The crucial point is not that lint is cross-compiled but that tools/lint
is run on the usr.bin/xlint code, and in that situation, the platform
mismatch happens.


(rillig)
diff -r1.512 -r1.513 src/usr.bin/xlint/lint1/tree.c

cvs diff -r1.512 -r1.513 src/usr.bin/xlint/lint1/tree.c (expand / switch to context diff)

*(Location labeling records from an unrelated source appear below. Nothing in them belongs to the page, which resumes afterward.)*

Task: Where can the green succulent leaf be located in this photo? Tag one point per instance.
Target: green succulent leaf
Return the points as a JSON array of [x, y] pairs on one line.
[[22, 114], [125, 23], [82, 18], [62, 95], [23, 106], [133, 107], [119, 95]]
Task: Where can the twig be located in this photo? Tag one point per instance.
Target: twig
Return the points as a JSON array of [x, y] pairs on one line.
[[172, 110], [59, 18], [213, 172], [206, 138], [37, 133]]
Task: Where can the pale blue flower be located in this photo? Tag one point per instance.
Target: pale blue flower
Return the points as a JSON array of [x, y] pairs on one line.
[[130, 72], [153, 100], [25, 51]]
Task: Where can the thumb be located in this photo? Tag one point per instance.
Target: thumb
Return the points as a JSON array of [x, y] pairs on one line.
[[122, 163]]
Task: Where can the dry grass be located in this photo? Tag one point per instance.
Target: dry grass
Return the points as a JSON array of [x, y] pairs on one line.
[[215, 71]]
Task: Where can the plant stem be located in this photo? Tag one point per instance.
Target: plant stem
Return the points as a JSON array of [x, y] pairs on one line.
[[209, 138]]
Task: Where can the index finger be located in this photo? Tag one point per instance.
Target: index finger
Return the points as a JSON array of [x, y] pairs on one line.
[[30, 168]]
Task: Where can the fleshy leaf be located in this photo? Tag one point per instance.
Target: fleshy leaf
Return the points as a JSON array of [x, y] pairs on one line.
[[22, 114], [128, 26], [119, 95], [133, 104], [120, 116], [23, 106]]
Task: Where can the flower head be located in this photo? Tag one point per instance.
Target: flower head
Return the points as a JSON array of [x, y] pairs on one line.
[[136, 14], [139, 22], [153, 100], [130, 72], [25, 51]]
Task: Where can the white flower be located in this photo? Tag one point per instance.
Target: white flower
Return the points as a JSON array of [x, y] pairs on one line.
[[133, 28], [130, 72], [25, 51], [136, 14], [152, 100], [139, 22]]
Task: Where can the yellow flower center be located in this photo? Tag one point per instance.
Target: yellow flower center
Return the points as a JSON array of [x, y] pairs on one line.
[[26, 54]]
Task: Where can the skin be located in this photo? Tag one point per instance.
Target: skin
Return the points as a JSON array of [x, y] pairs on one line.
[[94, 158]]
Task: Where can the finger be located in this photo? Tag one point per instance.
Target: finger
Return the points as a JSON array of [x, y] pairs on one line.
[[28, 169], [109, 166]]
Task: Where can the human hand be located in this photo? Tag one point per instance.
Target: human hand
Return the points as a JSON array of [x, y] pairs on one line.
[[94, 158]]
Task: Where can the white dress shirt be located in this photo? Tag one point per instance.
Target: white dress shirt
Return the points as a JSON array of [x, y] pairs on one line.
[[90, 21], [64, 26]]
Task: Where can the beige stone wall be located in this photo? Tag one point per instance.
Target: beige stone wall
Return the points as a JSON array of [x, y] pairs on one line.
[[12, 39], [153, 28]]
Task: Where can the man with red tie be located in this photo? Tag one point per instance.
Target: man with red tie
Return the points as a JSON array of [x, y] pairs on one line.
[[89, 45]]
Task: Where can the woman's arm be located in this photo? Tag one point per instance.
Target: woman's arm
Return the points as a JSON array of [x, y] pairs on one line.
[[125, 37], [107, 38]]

--- src/usr.bin/xlint/lint1/tree.c 2023/04/12 19:09:48 1.512
+++ src/usr.bin/xlint/lint1/tree.c 2023/04/14 18:42:31 1.513
@@ -1,4 +1,4 @@
-/*	$NetBSD: tree.c,v 1.512 2023/04/12 19:09:48 rillig Exp $	*/
+/*	$NetBSD: tree.c,v 1.513 2023/04/14 18:42:31 rillig Exp $	*/
 
 /*
  * Copyright (c) 1994, 1995 Jochen Pohl
@@ -37,7 +37,7 @@
 
 #include <sys/cdefs.h>
 #if defined(__RCSID)
-__RCSID("$NetBSD: tree.c,v 1.512 2023/04/12 19:09:48 rillig Exp $");
+__RCSID("$NetBSD: tree.c,v 1.513 2023/04/14 18:42:31 rillig Exp $");
 #endif
 
 #include <float.h>
@@ -1508,18 +1508,21 @@
 	if (t == DOUBLE)
 		return lv < 0 ? -DBL_MAX : DBL_MAX;
 	/*
-	 * When lint is compiled on x86_64 to check for sparc64, it uses the
-	 * type 'long double' from x86_64, which is the Intel 80-bit format.
-	 * The constant LDBL_MAX comes from the sparc64 preprocessor though
-	 * and uses the IEEE-754-binary128 format, with the same exponent
-	 * range but a wider mantissa.
+	 * When NetBSD is cross-built in MKLINT=yes mode on x86_64 for
+	 * sparc64, tools/lint checks this code while building usr.bin/xlint.
+	 * In that situation, lint uses the preprocessor for sparc64, in which
+	 * the type 'long double' is IEEE-754-binary128, affecting the macro
+	 * LDBL_MAX below. The type 'long double', as well as the strtold
+	 * implementation, comes from the host platform x86_64 though, where
+	 * 'long double' consumes 128 bits as well but only uses 80 of them.
+	 * The exponent range of the two 'long double' types is the same, but
+	 * the maximum finite value differs due to the extended precision on
+	 * sparc64.
 	 *
-	 * To properly handle this situation, lint would have to implement the
-	 * floating-point types in a platform-independent way, which is not
-	 * worth the effort, given how few programs practically use 'long
-	 * double'.
-	 *
-	 * This caveat only affects cross builds.
+	 * To properly handle the data types of the target platform, lint
+	 * would have to implement the floating-point types in a
+	 * platform-independent way, which is not worth the effort, given how
+	 * few programs practically use 'long double'.